Did you expect Tesla to offer a car with 300 mile range, 5.6 sec, pano roof, turbine wheels, leather and wood for 49k no options? I'd call you naive. Do you want to convince me that Tesla should include 10k of options and increase the base price by the same amount? Does not help those who have a slightly tighter budget, and does not help Tesla to sell more vehicles. So yes, you are criticizing Tesla's tagline that explicitly says "premium". Well, what would you call it? Mid-range car? Hardly. I have made my point why I am entirely in line with Tesla advertising it in that category.

Try this definition: You like luxury cars, you mentioned a few you own(ed). You like the Model S. Doesn't that actually make the Model S a luxury car? :-)

Let's close with a point we certainly can agree on: Although seemingly carefully prepared, the marketing effect of the price list as it stands is less than optimal and bound to spark some press with a unnecessarily subdued tone. Actually there is quite a lot the Model S does have standard, but Tesla does not mention it on the pricing page which turns out to be a big omission. We already have confirmation that of course keyless entry does come standard, you just have to press a button on the keyfob to unlock/extend door handles. The optional keyless entry allows your key to stay in the pocket.

Ah those door handles, anyway. I'd call them premium any day!
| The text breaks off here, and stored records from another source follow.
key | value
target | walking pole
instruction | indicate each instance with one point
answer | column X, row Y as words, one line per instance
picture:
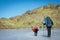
column 43, row 29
I have some unconfirmed assumptions that will probably be clarified by Tesla in a few days: Of course the base price includes navigation, but it's plain Google Maps and requires an online connection. The optional navigation is offline/onboard. Of course the base model will include cruise control (non-adaptive). Hardly a luxury item in 2012, but it turns out that folks are still bewildered if it is not explicitly mentioned.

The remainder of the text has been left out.